The Company behind 3D interior representations of the new U.S. Head of State aircraft ‘Air Force One’, and its helicopter sibling ‘Marine One’ is experiencing demand from airlines for interior modelling services.
Miami-based virtual reality studio 3D Viz has become a specialist in rendering VIP aircraft interiors ahead of completion projects – and now wants to expand this activity to the commercial aviation sector.
As reported by FlightGlobal, the companies president Juan Pablo Magnano told FlightGlobal at the Aircraft Interiors Expo on 3 April that 3D Viz has been involved in the completion of the Dutch royal family’s Boeing BBJ 737, alongside other VIP projects for customers in the Middle East, and the U.S. Head of State design projects.
3D Viz president Magnano expects about half of the company’s commercial aviation business to be generated by airline cabin retrofit programmes, with the balance to come from line-fit projects as carriers aim to differentiate their aircraft from competitors.
Comment:
The traditional method for customers purchasing a custom VIP aircraft interior would be to pay for a physical mock-up of the interior in order to visualize the space; along with design renders to provide design context to the mock-up – and selection of colors, fabrics and materials.
The mock-up would be in most cases manufactured out of wood to size and painted in white (but not in all cases) – you can imagine the space required for a widebody aircraft such as for an aircraft the Boeing 747, 777, or the Airbus A330 to assemble such interior spaces.
However, as technology significantly developed over the past 5-10 years, and certainly since the likes of the last Air Force Once were designed and completed we now ask clients if they wouldn’t mind wearing a headset as they walk, or even ‘fly’ through their aircraft interior and visualize the whole computer-generated interior as if completed.
This provides clients a fully immersive experience which in-turn benefits by feeding more advanced and concise design conversation during the upfront design process.
The benefits don’t stop there, they are in fact several fold; ranging from a client that is fully bought into his or her requirements and the final design selection, to in-turn the information feeding better completion contracts and all-party agreement and buy-in to final design.
Due to the advancement in design detail and space, completion contracts can be more descriptively concise in referencing specification – and very importantly for a successful completion project we can also achieve a selected completion center, client, designer and owner representative project team that are all bought into the final design concept, since it is much more visual and removes much of the assumption through interpretation of design.
By improving design to a more concise upfront specification and agreement of contract provides a further benefit post contract signature and that is the reduction in change.
There are two categories of change; customer born change and contractor change.
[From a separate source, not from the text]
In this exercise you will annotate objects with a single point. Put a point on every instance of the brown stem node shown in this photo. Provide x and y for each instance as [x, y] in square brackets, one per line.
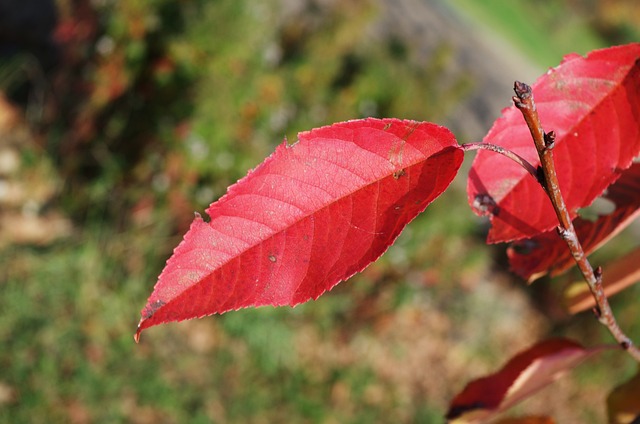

Contractor change (completion center and their subcontractors) through rework, or methodology requirements in order to manufacture and install the interior components, monuments, materials and equipment. Clients who are ether forced to, or willingly change their mind about part, or the whole interior design concept.
Change negatively impacts a project, and not just in the completion industry, but any project through time delay, and cost increases – unless of course a significant opportunity can be capitalized upon. Therefore, by driving more concise upfront design and achieving all party buy-in 3D design visualization significantly reduces opportunity for misinterpretation during manufacture and completion, and in-turn the reduction of change which can only assist projects being delivered on-time, to specification and budget.
3D modelling and visualization is therefore benefiting the completion industry in many ways and leads for much happier clients who are bought into the design and expectantly await their completed custom aircraft from the completion center.
Airlines can benefit in much the same way and many of us would welcome innovation in the commercial cabin as we make those long-haul flights on vacation or business to deliver more custom jet aircraft for clients!